0

I like to merge two datasets (Generaldata, monthlyresults) but at the same time there schould be another condition fulfilled (Startdate=colnames_of_monthlyresults).

Example (please see codes at the end of the question):

Generaldata columns: Code; Startdate (e.g.201601)

Code: 1,2,3
Startdate: 201601, 201511, 201512

Monthlyresults columns: Code; Result201201 (e.g 5%) ; Result201202; ... ; Result2011604

Code: 1,2,3
Result201511: 0, 20 , 0 
Result201512: 6, 30, 5
Result201601: 8, 40, 10

Desired result: Code; Result_at_startdate

Code:  1,2,3
Result_startdate: 8, 20, 5

I tried to do this in two steps: First I merged both dataset with the following Code:

Testresults<- merge(x=Generaldata, y=Monthlyresults, by.y = "Code", by.x= "Code", 
                    all.x = TRUE, incomparables = NA)

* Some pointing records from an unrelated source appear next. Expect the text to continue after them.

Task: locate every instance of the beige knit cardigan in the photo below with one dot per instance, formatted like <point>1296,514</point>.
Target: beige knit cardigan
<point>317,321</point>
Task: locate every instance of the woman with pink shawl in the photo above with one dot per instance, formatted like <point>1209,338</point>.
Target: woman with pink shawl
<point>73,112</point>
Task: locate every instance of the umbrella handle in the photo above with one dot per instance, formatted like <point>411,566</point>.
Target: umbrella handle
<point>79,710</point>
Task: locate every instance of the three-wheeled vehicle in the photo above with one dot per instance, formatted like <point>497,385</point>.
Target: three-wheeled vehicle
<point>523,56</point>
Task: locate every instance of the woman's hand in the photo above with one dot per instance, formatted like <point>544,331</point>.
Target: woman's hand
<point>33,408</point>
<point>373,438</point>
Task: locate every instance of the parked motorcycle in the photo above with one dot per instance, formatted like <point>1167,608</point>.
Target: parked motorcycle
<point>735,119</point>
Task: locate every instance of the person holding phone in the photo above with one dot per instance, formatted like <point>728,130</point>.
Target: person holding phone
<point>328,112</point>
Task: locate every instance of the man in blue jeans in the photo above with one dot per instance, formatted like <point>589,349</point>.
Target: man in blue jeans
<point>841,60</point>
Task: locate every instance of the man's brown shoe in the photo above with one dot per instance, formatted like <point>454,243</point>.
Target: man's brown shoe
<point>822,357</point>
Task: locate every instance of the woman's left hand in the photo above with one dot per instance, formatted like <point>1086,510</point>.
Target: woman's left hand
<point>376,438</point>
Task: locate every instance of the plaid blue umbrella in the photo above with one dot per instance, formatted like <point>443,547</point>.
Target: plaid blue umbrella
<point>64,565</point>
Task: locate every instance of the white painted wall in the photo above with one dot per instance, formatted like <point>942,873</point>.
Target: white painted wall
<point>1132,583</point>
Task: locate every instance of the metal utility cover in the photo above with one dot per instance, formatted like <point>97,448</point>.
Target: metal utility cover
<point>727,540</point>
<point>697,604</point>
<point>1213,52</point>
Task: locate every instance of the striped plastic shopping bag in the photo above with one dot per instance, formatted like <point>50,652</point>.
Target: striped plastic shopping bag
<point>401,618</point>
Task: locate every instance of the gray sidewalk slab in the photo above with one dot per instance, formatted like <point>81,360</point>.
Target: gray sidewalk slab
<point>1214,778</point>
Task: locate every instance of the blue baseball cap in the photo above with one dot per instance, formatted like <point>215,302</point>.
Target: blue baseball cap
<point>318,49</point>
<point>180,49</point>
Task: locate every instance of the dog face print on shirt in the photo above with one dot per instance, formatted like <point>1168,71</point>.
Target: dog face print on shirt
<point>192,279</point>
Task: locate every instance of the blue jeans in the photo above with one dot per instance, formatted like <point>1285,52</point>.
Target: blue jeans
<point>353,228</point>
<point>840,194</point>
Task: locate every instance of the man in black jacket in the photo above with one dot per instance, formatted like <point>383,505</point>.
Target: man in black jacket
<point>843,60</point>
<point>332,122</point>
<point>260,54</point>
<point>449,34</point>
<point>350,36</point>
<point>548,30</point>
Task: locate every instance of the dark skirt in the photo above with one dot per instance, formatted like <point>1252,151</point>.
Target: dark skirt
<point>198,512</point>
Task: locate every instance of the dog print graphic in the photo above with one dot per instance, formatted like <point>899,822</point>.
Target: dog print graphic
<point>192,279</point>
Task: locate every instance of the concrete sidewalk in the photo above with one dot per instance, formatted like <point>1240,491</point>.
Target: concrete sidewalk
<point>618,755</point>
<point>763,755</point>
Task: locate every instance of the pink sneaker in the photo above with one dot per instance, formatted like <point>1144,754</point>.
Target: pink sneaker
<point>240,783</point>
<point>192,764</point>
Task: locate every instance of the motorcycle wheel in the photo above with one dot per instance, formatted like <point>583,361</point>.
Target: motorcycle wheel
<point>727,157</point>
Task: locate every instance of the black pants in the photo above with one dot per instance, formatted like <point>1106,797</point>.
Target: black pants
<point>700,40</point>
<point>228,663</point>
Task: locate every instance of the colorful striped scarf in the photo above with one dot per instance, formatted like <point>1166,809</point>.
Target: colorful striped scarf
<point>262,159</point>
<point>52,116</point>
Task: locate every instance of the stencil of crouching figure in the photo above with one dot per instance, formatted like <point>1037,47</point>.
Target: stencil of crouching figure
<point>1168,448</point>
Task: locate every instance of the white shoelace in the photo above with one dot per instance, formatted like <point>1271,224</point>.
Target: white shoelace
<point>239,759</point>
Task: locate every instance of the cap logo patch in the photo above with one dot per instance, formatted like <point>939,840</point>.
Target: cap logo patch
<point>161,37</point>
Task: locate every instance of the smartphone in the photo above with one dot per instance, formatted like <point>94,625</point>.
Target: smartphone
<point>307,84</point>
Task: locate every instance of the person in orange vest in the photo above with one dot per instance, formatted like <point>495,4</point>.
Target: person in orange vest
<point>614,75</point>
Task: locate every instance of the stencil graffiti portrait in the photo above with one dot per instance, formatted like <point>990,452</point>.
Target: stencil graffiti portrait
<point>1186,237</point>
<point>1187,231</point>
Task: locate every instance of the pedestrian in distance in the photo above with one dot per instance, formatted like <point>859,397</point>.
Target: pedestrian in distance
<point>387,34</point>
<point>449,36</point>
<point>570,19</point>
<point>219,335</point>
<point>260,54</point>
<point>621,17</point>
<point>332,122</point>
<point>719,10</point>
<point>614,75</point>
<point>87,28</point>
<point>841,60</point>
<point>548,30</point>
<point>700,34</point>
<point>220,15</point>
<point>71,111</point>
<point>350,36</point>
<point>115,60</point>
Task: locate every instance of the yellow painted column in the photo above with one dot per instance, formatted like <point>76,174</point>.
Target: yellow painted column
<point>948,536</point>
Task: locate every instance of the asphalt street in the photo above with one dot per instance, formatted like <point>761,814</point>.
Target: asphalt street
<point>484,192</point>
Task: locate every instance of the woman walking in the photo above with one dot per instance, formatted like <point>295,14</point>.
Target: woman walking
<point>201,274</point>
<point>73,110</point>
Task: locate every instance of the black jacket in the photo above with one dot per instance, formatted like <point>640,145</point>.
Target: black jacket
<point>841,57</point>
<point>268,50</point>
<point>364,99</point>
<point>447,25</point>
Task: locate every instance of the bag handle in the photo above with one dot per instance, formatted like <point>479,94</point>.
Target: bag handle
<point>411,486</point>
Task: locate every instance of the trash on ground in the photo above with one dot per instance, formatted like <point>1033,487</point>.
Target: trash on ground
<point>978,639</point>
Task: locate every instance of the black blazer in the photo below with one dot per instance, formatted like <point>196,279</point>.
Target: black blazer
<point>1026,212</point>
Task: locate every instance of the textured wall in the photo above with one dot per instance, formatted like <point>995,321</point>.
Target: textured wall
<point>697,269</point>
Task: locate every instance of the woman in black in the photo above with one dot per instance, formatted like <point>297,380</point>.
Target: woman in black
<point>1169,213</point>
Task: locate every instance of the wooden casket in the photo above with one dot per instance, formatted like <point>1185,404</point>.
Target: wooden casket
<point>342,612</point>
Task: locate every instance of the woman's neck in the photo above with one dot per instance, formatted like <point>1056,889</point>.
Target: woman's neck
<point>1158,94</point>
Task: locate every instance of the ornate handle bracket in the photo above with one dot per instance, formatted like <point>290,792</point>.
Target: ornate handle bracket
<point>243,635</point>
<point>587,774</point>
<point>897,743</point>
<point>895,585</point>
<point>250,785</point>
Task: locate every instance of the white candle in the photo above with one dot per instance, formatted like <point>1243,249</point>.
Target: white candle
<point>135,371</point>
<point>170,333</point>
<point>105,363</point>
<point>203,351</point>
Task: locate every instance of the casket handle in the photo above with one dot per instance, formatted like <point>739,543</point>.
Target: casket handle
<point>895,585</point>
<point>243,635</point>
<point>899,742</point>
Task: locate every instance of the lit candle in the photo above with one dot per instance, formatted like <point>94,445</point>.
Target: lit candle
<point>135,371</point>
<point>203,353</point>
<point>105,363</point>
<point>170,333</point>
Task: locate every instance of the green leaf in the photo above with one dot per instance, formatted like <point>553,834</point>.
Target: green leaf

As a result I received a dataframe with too much columns (results for every month over 4 years), but I am only interested in the value with the result of every Person at the startdate (and enddate later). How could I achieve this?

I tried it to include both conditions in the by= element of the merge function, but the problem is that I need to refer only to the columnames and not the rowentries in the result dataset. I also tried it with a ifelse function, but then I have the problem that the format is not identical. The entry of startdate column ("201601") is not equal to the colname ("R201601", because a columnname cannot start with a number). In Excel I would probably combine the if and vlookup function to achieve it but my dataset is to large to work with Excel.

I'm an R beginner and would be very happy if someone can help me.

Example R Codes:

Generaldata<- data.frame("Code"=c(1,2,3), "Startdate"= c(201511, 201512, 201601))

Monthlyresults<- data.frame ("Code"=c(1,2,3), "R201511"=c(0,20,0), "R201512"=c(6,30,5), "R201601"=c(8,40,10) )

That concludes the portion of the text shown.